-
Notifications
You must be signed in to change notification settings - Fork 5
Description
⚠️ Warning⚠️ This issue was written by an AI Agent
I @samjewell only supervised it, and asked it questions.
Context
I've been analyzing CI performance for the grafana-cube-datasource plugin and found several opportunities to speed things up. Faster CI runs would significantly improve my development workflow, allowing for quicker feedback loops and more efficient iteration.
After analyzing a recent CI run (PR https://github.com/grafana/grafana-cube-datasource/pull/109), I discovered optimization opportunities across the entire CI pipeline.
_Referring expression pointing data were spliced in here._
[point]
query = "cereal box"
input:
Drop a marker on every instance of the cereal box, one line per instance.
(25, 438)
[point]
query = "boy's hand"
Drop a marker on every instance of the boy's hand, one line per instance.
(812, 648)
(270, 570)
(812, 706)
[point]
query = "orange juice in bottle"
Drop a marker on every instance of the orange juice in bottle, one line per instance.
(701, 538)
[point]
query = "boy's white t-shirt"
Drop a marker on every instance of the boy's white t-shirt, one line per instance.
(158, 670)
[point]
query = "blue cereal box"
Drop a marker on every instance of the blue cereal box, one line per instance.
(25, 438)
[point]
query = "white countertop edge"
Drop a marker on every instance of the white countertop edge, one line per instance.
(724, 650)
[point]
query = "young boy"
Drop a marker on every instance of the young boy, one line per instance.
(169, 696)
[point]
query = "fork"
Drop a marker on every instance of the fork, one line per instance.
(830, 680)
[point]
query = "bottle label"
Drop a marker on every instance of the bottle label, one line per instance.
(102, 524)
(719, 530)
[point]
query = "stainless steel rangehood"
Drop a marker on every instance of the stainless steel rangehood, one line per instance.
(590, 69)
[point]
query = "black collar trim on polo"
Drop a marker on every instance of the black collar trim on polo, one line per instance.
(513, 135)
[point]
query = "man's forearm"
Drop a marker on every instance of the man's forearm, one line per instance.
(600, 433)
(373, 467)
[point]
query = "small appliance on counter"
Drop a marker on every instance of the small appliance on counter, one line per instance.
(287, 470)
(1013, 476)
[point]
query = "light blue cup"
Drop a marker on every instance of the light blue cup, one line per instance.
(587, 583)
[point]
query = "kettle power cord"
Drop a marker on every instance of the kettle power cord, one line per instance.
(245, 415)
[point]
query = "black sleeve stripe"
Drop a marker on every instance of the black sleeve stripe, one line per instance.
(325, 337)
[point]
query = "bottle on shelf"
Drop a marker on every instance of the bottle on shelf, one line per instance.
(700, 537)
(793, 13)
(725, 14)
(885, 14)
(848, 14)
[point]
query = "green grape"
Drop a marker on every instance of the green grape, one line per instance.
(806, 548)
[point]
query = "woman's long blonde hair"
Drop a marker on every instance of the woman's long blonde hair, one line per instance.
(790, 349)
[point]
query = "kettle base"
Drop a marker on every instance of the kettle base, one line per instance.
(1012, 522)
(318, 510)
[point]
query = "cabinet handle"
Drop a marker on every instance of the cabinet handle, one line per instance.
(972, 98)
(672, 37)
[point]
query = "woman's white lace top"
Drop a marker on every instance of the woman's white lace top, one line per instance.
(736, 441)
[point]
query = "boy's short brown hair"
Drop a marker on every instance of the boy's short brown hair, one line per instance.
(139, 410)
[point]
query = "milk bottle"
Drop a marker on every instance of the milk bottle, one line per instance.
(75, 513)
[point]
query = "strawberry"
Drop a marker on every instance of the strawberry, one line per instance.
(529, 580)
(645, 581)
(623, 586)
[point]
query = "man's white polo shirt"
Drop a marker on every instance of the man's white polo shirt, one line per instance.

I wanted to share these findings with the team so we can improve CI performance for all plugins using these workflows.
Overall CI Performance Summary
Total CI time: 7.4 minutes (443 seconds)
Key Findings
-
Critical path: "Test and build plugin" job takes 209s (47% of total)
- Backend build: 110s (52.6% of build job)
- Frontend build: 40s (19.1% of build job)
-
Playwright tests: 4 parallel jobs (~3 min each), wall time ~3.6 min
- Good parallelization (saves ~9 minutes vs sequential)
Build & Test Optimization Opportunities
These optimizations relate to the main CI workflow (.github/workflows/ci.yml):
1. Enable Go Module Caching (HIGH IMPACT - saves ~30-50s)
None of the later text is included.